Romanian gymnast Andreea Raducan lost her gold when she tested positive for pseudoephedrine, a banned drug contained in an over-the-counter cold remedy. Raducan's appeal to CAS failed but pseudoephedrine, along with caffeine, has since been removed from the Olympics' banned list.
ATLANTA 1996
The Games' only positive test results came from a Lithuanian cycle rider and four Russians - two swimmers, a sprinter and a wrestler - who tested positive for the stimulant Bromantan.
All five had their results reinstated after the Court of Arbitration for Sport ruled there was insufficient evidence to disqualify them.
BARCELONA 1992
Fourth-placed Jud Logan in the hammer and shot-putter Bonnie Dasse were disqualified after testing positive for clenbuterol, a German asthma medication officially classed as an anabolic steroid.
Chinese volleyball player Wu Dan was thrown out after taking a Chinese folk tonic that, unknown to her, contained the stimulant strychnine.
SEOUL 1988
The most infamous doping case in Olympic history occurred when Canadian sprinter Ben Johnson, who ran faster than any man previously to win the 100 metres in 9.79 seconds, was stripped of his gold. US defending champion Carl Lewis was awarded the winners' medal after Johnson tested positive for steroids.
Johnson initially denied taking steroids but later admitted to a seven-year-long drug regime including steroids, hormones, and masking agents.

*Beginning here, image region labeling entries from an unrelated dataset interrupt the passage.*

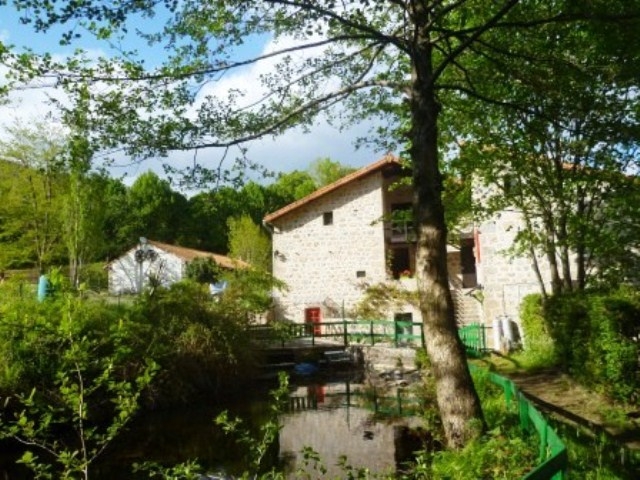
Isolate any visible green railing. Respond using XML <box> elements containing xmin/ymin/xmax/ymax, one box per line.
<box><xmin>288</xmin><ymin>388</ymin><xmax>424</xmax><ymax>417</ymax></box>
<box><xmin>249</xmin><ymin>320</ymin><xmax>487</xmax><ymax>357</ymax></box>
<box><xmin>458</xmin><ymin>323</ymin><xmax>488</xmax><ymax>358</ymax></box>
<box><xmin>469</xmin><ymin>365</ymin><xmax>568</xmax><ymax>480</ymax></box>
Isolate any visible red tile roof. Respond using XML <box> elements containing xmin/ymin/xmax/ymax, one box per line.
<box><xmin>264</xmin><ymin>154</ymin><xmax>402</xmax><ymax>223</ymax></box>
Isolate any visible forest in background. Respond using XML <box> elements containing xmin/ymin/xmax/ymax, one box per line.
<box><xmin>0</xmin><ymin>121</ymin><xmax>353</xmax><ymax>280</ymax></box>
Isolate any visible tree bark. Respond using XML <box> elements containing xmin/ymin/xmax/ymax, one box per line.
<box><xmin>410</xmin><ymin>7</ymin><xmax>486</xmax><ymax>449</ymax></box>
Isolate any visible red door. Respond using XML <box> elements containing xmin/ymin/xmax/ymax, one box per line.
<box><xmin>304</xmin><ymin>307</ymin><xmax>322</xmax><ymax>335</ymax></box>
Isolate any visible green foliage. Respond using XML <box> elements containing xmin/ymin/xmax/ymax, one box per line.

Bulgaria had won four golds and one silver medal in weightlifting before bantamweight gold Mitko Grablev and lightweight gold Angel Guenchev tested positive for a diuretic used as a masking agent for steroids. The Bulgarians withdrew the rest of their team.

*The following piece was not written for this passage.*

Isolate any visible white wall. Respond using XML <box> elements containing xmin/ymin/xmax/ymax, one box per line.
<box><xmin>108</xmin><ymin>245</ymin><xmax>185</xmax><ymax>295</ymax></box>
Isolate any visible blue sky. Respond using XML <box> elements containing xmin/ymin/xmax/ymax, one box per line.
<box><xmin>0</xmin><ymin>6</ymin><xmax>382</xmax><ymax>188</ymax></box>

Two Hungarian weightlifters were also disqualified.
LOS ANGELES 1984
Finnish runner Martti Vainio became the highest-profile disqualification to date when he was stripped of his 10,000 metres silver medal for testing positive for anabolic steroids.
Swedish super-heavyweight Greco-Roman wrestler Thomas Johansson lost his silver medal after a positive steroids test. He later took bronze in 1988. Heavyweight weightlifting compatriot Goran Pettersson was also disqualified.

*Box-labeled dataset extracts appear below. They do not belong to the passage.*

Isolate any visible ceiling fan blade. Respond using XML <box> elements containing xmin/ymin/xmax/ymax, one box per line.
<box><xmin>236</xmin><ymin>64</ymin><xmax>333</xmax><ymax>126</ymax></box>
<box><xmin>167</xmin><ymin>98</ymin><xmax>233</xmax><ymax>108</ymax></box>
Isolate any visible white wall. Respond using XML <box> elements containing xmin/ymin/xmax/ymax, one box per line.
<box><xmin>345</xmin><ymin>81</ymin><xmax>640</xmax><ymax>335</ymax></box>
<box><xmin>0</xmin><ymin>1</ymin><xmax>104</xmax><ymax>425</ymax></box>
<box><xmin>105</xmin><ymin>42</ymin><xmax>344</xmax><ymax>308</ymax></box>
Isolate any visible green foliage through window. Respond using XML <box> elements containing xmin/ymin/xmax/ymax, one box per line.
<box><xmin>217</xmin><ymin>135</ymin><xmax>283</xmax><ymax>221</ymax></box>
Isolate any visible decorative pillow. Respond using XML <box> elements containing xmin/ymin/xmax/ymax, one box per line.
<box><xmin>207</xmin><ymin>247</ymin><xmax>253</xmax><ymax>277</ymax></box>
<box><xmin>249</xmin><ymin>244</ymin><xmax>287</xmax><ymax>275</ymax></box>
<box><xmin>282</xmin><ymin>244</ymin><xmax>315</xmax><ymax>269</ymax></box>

Weightlifters from Austria and Lebanon were disqualified as was fourth-placed Italian hammer thrower Giampaolo Urlando, who tested positive for testosterone.
MOSCOW 1980
No athletes were disqualified for failing drug tests.
MONTREAL 1976
The first Olympics since steroid tests were developed resulted in several weightlifting disqualifications.
Polish lightweight Zbigniew Kaczmarek and Bulgarian heavyweight Valentin Hristov finished in gold medal positions before being stripped of their titles. Czech Petr Pavlasek, Bulgarian Blagoi Blagoev and Philip Grippaldi and Mark Cameron of the United States were also disqualified.
MUNICH 1972
Sixteen-year-old US swimmer Rick DeMont was stripped of his gold medal in the 400 metres freestyle. Team physicians were blamed after it emerged DeMont had taken a cough medicine he did not realise contained the banned drug ephedrine.
Mongolian lightweight Bakhaavaa Buidaa lost his silver medal after becoming the first person in judo to fail a drugs test.
The Dutch time trial cycling team lost their third place when member Aad van den Hoek tested positive for coramine, a drug allowed by the International Cyclists Union but not the IOC. Spanish cyclist Jaime Huelamo was also stripped of a bronze medal in the road race.
Drug tests showed 14 modern pentathletes had taken tranquilisers before going on to the shooting range. The drugs were banned by the sport's governing body but not by the IOC, so no disqualifications were made.
MEXICO 1968
Hans-Gunnar Liljenvall of Sweden became the first Olympic athlete to be disqualified for drugs after he failed a breath test for alcohol in the modern pentathlon's shooting stage.